Here’s the error I get if I try to take the difference of these two tables in SQL as is:

dbclass=> SELECT SID, SName, GPA, SizeHS FROM Student
EXCEPT
SELECT SID, CName, Major, Decision FROM Apply;
ERROR:  EXCEPT types real and text cannot be matched
LINE 3: SELECT SID, CName, Major, Decision FROM Apply;

To get the rows of the Student table to match Apply’s column, I need to fill in the missing values with NULL. This is the first time I’m using relational algebra’s rename operator ρ, which in SQL is AS.

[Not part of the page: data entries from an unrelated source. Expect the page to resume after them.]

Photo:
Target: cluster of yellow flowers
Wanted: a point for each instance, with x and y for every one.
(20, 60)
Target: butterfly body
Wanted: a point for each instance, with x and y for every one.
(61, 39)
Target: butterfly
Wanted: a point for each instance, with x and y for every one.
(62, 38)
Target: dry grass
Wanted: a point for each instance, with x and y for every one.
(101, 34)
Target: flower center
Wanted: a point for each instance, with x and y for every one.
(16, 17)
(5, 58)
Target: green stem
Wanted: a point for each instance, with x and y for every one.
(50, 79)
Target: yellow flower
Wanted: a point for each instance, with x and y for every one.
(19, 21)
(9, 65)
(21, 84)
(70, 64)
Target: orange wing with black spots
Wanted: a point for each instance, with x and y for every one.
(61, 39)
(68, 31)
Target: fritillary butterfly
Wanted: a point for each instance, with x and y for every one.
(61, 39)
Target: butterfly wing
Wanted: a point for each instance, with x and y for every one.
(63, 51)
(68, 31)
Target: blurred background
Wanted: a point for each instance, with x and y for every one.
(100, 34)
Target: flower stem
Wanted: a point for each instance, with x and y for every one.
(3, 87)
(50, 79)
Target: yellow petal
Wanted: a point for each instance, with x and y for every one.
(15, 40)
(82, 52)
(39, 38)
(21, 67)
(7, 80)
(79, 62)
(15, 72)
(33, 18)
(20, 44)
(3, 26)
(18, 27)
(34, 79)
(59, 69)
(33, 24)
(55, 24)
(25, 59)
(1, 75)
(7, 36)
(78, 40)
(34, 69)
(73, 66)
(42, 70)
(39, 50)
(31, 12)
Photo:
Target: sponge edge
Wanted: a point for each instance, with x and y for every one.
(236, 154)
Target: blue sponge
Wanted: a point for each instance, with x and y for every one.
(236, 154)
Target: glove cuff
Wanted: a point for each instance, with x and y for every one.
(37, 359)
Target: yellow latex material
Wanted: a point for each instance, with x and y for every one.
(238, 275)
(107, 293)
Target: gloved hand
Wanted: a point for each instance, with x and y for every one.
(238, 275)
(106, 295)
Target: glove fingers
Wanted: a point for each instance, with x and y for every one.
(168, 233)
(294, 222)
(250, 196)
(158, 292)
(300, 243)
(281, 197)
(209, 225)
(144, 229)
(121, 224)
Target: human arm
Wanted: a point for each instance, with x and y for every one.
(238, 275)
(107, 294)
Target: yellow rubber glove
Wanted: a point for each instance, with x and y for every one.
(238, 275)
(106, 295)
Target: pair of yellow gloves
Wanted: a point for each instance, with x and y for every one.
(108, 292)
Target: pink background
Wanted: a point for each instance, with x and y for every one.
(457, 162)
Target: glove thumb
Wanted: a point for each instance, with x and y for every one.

SELECT sID, NULL AS cName, NULL AS major, NULL AS decision
FROM Student
EXCEPT
SELECT sID, NULL, NULL, NULL
FROM Apply
ORDER BY sID;

When psql outputs the table, it represents the NULL values as blanks.

Student ▷ Apply
sid	cname	major	decision
456
567
654
789

Prolog

Prolog doesn’t throw an error when asked to do Student - Apply. Instead, it simply ignores the missing apply column values while keeping the known student column values:

?- student(SID, SName, GPA, SizeHS), \+ apply(SID, CName, Major, Decision).
SID = 456,
SName = 'Doris',
GPA = 3.9,
SizeHS = 1000 ;
SID = 567,
SName = 'Edward',
GPA = 2.9,
SizeHS = 2000 ;
SID = 789,
SName = 'Gary',
GPA = 3.4,
SizeHS = 800 ;
SID = 654,
SName = 'Amy',
GPA = 3.9,
SizeHS = 1000 ;
false.

Prolog doesn’t have the equivalent of a NULL. Lets use the Template argument of findall(+Template, :Goal, -Bag) to project the four sID values for which there are no CName, Major, Decision:

findall(apply(SID, CName, Major, Decision), (
  student(SID, _, _, _), 
  \+ apply(SID, CName, Major, Decision)
), List).

The result is:

List = [
apply(456, _, _, _), 
apply(567, _, _, _), 
apply(789, _, _, _), 
apply(654, _, _, _)
].

Instead of NULL, Prolog uses unset variables as placeholders.